Trying DSE Graph + Studio in a Docker container on EC2
An Apache Cassandra-based graph database: DSE Graph
DataStax recently released a new version of its flagship Cassandra product, DataStax Enterprise 5.0. DSE 5.0 includes a graph product called DataStax Enterprise Graph. DSE Graph is Tinkerpop-compliant graph database with OLTP and OLAP capabilities. I was interested in trying out DataStax Studio with DSE Graph as I read that it had integrated graph modelling and visualisation tools. So, I cooked up a Dockerfile and I will show you how to use it to start DataStax Studio on top of a single-node DSE Graph.
Prerequisites
To follow this walkthrough, you will require at least the following:
- an AWS account
- an existing EC2 SSH key pair in the region of your choice
- credentials for a DataStax Academy account
Prepare an EC2 instance
Use one of the standard CloudFormation templates to create an EC2 instance in ap-northeast-1 (Tokyo region). For your convenience, you can click this create stack link (template). You need to install Docker on the instance, and Amazon has provided instructions to do this as part of their ECS documentation. Be sure to limit SSH access to your IP address, as the default permitted SSH source CIDR in this template is 0.0.0.0/0 (everywhere).
sudo yum update -y sudo yum install -y docker sudo service docker start sudo usermod -a -G docker ec2-user
Cntl-D to log out and log back in again, and test your installation with the following command.
docker info
Next, because you will clone a Git repository that contains a DSE Graph / Studio Dockerfile, you need to install git and clone with the following commands.
sudo yum install -y git git clone https://github.com/amcp/dse-docker.git
Build and run the Docker image
Next, we will build and run the Docker image that contains a single-node DSE Graph instance with the Studio. These commands are complicated, so I will dissect them.
docker build --build-arg DSA_EMAIL=<your DSA email> --build-arg DSA_PASSWORD=<your DSA password> -t dse/docker . docker run --privileged=true -t -i --name node1 -d -p 127.0.0.1:9091:9091 dse/docker wget 127.0.0.1:9091 && cat index.html
The first command builds the docker image, and the second command runts the docker image with DSE Graph/Studio. You use your DataStax academy credentials where you see <your DSA email> and <your DSA password> (DataStax requires registration to download their stack). Note, the image that is built uses standard tools like apt-get to install DSE Graph from a known repository. The Dockerfile installs dependencies and copies a kickstart script that the Dockerfile uses to start DSE Graph and the Studio in a such that Docker does not terminate the image as soon as it runs. The second command runs the image you just built. It runs the image in privileged mode because Casssandra likes to change system parameters in the containers. -t -i are for being able to attach a bash shell to the running container for debugging or other purposes. The -name flag makes it easier to attach the terminal to a container pseudo TTY (docker attach node1). The -d flag daemonizes the container and the -p arguments instruct the host to connect host port 9091 to container port 9091 on the 127.0.0.1 interface. The last command is run on the EC2 host and verifies that you are able to access the Studio from outside the Docker container.

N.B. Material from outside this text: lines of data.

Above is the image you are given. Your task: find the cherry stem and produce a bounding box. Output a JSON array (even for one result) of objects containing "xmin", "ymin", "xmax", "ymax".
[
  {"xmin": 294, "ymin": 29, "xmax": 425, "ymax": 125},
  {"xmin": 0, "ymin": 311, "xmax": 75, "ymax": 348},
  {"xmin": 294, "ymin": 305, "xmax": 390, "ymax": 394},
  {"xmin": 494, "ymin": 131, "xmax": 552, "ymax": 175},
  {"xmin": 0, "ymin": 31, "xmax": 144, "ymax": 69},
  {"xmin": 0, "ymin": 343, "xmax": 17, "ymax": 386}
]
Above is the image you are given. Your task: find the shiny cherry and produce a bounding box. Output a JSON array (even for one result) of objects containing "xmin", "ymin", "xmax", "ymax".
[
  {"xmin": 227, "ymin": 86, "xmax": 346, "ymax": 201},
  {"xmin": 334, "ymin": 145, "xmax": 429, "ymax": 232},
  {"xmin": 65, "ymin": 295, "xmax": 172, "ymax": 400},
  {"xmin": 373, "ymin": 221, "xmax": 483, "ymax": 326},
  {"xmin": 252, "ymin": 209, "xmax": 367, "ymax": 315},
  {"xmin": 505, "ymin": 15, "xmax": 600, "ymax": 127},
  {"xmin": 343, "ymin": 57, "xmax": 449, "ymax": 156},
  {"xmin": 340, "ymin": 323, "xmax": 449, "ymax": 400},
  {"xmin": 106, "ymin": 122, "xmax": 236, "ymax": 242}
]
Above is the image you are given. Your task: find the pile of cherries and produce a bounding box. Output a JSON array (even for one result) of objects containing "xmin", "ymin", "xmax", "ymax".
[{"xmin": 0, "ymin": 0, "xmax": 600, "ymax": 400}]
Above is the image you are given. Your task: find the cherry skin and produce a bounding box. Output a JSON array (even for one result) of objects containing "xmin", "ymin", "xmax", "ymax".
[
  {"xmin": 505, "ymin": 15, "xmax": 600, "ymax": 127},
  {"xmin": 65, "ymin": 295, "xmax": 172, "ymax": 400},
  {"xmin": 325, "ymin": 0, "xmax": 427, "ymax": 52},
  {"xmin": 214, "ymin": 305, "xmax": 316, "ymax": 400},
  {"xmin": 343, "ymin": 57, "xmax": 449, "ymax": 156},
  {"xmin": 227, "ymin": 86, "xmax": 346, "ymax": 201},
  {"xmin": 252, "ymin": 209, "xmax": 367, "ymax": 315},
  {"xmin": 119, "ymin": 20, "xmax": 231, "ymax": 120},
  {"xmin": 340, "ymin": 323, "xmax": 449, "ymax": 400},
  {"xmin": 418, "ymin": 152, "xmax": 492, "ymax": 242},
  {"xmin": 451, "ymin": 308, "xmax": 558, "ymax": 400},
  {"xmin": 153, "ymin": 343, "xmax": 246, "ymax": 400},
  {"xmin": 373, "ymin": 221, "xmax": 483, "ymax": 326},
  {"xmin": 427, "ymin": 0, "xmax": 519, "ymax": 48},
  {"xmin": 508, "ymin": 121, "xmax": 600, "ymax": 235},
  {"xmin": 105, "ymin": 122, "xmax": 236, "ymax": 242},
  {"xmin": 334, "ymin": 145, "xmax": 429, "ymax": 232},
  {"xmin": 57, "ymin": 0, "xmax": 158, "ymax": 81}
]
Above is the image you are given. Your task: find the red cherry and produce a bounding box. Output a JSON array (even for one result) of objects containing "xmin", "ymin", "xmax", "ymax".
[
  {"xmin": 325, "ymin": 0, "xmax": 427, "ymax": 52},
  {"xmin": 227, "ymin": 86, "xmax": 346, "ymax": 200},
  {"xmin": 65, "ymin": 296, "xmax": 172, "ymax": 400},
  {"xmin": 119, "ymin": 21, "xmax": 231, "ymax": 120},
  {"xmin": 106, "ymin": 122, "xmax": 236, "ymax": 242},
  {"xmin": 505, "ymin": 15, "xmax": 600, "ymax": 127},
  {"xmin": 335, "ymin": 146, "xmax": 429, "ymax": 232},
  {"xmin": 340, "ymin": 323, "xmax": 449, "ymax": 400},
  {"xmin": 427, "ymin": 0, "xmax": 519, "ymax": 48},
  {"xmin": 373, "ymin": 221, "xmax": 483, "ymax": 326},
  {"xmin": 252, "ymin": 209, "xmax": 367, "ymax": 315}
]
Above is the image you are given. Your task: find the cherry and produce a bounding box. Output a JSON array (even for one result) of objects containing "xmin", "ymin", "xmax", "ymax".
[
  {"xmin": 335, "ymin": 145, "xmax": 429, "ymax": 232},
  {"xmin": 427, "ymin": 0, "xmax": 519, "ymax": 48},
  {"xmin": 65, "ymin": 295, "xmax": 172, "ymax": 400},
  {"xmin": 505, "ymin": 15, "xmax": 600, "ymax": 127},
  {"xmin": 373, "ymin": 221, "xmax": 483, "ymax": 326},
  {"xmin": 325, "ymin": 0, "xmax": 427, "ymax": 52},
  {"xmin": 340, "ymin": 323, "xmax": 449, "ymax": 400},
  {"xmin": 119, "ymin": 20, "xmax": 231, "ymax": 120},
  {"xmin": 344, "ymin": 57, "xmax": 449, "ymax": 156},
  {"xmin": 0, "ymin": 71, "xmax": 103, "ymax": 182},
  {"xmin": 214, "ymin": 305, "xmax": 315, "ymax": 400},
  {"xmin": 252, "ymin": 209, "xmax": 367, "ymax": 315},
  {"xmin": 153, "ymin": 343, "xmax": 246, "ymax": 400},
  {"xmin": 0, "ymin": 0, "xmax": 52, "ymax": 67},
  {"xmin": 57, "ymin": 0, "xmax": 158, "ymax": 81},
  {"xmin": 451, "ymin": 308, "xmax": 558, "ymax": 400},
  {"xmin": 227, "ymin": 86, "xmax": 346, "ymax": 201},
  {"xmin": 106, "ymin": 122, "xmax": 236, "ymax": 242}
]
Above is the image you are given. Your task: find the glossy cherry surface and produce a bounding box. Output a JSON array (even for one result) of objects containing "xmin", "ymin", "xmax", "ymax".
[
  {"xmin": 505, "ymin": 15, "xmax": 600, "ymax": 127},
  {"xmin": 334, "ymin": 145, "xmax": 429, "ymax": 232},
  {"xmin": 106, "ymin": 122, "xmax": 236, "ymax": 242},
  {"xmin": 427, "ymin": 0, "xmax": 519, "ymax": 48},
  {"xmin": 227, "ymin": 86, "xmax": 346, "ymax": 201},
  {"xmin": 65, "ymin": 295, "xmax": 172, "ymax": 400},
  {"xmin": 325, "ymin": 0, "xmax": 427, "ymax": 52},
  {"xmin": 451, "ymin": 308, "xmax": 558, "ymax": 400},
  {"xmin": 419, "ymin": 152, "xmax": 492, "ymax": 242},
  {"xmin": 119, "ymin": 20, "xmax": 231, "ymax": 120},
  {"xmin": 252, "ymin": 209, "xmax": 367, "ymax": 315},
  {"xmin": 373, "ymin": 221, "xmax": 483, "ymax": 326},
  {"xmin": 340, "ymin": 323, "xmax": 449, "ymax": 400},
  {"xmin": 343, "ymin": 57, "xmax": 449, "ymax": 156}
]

Tunnel in and try out DataStax Studio
To secure your EC2 resources, you can secure the DSE Graph/Studio stack with a SSH tunnel. Run the following SSH command to forward your local computer's port 9091 to the EC2 instance's port 9091.
ssh -i /path/to/key.pem ec2-user@<instance’s public IP> -L 9091:127.0.0.1:9091
Be sure to replace /path/to/key.pem with the actual path to your EC2 PEM key. Now you can navigate to the DataStax Studio in a browser on your local host. You will be presented with the following navigation screen.
If you click on the second notebook tile, "DSE Graph QuickStart" the Studio will demonstrate a richly-annotated notebook with small Gremlin script snippets, like the image below.
After you click the "Create Graph" button, the orange warning should disappear. When it does, you can work through the tutorial. Read the descriptions, and when you see something that looks like code, hover the mouse over the panel to reveal and real-time play button!
In the same editor, you can choose the traversal engine you want to use to run Gremlin scripts. When the Gremlin code editor is open, the play button affords you the option to execute the Gremlin code, either with default traversal engine (OLTP) or with the Spark traversal engine (OLAP).
Either way, when you execute a Gremlin script in the Studio, the results of the query are printed below the script cell. By default, the result set is shown in tabular form.
However, the Studio also supports graph and wire representations of the response.
Next steps
I encourage you to work through both tutorials, as well as to experiment with your own Gremlin scripts! Meanwhile, I will perform a gap analysis of supported TinkerPop features - I look forward to sharing the results with you.